Rozzy loved everyone, but most of all she adored Tristan for his kindness when her voice gave out. She was always shoving buttered croissants and big cups of café au lait into his hands. Lucy had to curb tinges of irritation — after all, Rozzy fussed over her too. Wardrobe had its own Bendix to wash costumes. Rozzy put in Lucy’s clothes and occasionally dragged Tristan’s favourite peacock-blue shirt off him when he became too obsessed with work to change it. As Cheryl had become extremely bolshie, Alpheus crinkled his eyes in the hope of getting his washing done too, but drew a blank.

Mobbing up Bernard was a favourite location pastime, but Rozzy stuck up for him too. Bernard had insisted on his own little office, facing south between Wardrobe and the smoke-filled ant hill of the production office. Here, he could work out tomorrow’s movement order in peace and complete the Figaro crossword, which was faxed over to him every morning. On the door was a notice saying: ‘First Assistant Director. Please Knock.’

So Baby knocked when he went past.

‘Come in. What can I do for you?’ asked Bernard.

‘Nothing at all. It says, “Please Knock”, so I did.’

Bernard was apoplectic, particularly when Baby did it each time he went past, and the habit caught on with everyone else.

They were all giggling about it in the canteen one lunchtime when Rozzy lost her temper.

‘Bernard’s a darling,’ she shouted at them. ‘You only dislike him because he’s good at shutting up chatterboxes.’ She glared at Baby and Granny. ‘And he refuses to reschedule because someone’, she glanced reproachfully across at Chloe, ‘wants to buzz off and sing Carmen in Paris.’

‘Who wrecked their voice in January singing all over Europe?’ snapped Chloe. ‘I suppose you and Bernard have the screaming hots for Tristan de Montigny in common.’

Parlez pour votre self,’ drawled Baby.

Then Chloe went as crimson as her lipstick because Bernard was standing in the doorway. The dreadful silence was only interrupted by the clatter and chatter of the canteen staff washing up. But Bernard was oblivious of Chloe. Crossing the room, he kissed Rozzy’s hand.

‘Thank you, Madame Pringle. May I buy you a drink?’

With fractionally warmer weather filming moved outside to Rannaldini’s garden, which had reached a pitch of late spring perfection. Tristan decided to kick off with a returning Mikhail singing a beautiful aria to Hermione. Alas, Mikhail’s English had been so incomprehensible, the taxi driver picking him up at Heathrow took him to Rugby rather than Rutminster. Mikhail rang in in tears, saying he couldn’t reach Valhalla before early evening.

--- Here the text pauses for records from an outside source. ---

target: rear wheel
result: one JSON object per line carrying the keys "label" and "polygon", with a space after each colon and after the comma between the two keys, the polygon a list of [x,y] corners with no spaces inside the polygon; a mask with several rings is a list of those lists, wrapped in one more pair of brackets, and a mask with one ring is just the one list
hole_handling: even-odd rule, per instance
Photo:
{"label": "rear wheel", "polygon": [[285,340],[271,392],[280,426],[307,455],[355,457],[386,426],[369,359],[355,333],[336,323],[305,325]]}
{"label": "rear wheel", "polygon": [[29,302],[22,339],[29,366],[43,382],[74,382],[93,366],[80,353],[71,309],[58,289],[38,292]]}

Reluctant to waste Hermione, who’d already spent three hours in Make Up bullying Lucy, Tristan decided to shoot a later scene in which Philip finds Elisabetta unattended, and sacks her favourite lady-in-waiting, the Countess of Aremburg. This was the non-singing part in which he had cast Rozzy, which would at least get her name on the credits. Rozzy was only required to burst into tears, but she was dreadfully nervous even of this piece of mime, particularly as Rannaldini had just returned from Tokyo and was scowling from a new chair with ‘Executive Producer’ printed on the back.

Being called at such short notice, Rozzy had had no time to wash her hair — which Lucy was able to hide under a very pretty, short, curly wig — or to remove a few hairs from her chin and upper lip.

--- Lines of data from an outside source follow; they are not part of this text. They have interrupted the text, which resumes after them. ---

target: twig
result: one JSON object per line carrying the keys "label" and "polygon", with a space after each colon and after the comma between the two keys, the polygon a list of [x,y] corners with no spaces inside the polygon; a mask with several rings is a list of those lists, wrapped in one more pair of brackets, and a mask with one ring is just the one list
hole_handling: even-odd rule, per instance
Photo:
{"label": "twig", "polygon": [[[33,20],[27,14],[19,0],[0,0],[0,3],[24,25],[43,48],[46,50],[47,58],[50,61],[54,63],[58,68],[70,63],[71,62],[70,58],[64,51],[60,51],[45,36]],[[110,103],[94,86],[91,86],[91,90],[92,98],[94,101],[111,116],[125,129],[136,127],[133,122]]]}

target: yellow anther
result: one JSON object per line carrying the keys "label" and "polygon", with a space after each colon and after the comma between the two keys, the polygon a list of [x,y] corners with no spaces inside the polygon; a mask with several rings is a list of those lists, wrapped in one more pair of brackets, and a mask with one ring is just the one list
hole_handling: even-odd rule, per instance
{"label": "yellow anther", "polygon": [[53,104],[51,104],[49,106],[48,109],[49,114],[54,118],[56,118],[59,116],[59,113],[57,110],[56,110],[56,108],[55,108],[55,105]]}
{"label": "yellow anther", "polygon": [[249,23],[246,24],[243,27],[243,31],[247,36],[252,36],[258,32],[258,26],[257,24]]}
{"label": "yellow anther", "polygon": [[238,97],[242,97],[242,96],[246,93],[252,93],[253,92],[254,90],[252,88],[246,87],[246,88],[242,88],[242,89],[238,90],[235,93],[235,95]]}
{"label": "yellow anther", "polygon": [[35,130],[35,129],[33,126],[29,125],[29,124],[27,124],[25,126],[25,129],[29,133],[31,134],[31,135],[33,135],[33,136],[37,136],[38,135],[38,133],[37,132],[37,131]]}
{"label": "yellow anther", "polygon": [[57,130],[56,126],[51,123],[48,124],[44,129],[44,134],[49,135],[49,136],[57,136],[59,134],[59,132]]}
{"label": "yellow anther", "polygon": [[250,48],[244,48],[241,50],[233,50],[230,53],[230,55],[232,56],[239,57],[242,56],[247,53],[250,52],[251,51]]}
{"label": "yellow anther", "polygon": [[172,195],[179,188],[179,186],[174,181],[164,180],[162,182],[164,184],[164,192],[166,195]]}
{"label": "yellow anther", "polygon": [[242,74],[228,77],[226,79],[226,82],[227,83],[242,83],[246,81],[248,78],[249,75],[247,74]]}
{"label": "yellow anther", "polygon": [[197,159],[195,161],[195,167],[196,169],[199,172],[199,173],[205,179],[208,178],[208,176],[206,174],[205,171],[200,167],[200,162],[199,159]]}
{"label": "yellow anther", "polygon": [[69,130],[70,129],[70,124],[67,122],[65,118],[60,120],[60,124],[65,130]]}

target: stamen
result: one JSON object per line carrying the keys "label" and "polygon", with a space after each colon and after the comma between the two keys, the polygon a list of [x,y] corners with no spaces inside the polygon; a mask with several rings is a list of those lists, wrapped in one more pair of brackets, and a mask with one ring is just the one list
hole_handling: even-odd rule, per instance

‘Some Immac will take them off in a trice,’ said Lucy soothingly.

‘We haven’t got time,’ quavered Rozzy.

‘Course we have.’

‘Lucy,’ screamed Hermione.

‘Don’t leave your old bags unattended,’ quipped Meredith, as Lucy belted off to Hermione’s caravan.

‘I’ve nicked a toenail,’ moaned Hermione, ‘and it’s sticking into my big toe. Have you got a plaster?’

‘Only to put over your mouth,’ muttered Lucy.

‘Are you nearly ready, Luce?’ Wolfie appeared at the door. ‘My father’s about to boil over.’

As a result Lucy only had time to put a bit of slap on Rozzy and pray that the dark base would hide any hairs, before Sylvestre arrived to mike her up.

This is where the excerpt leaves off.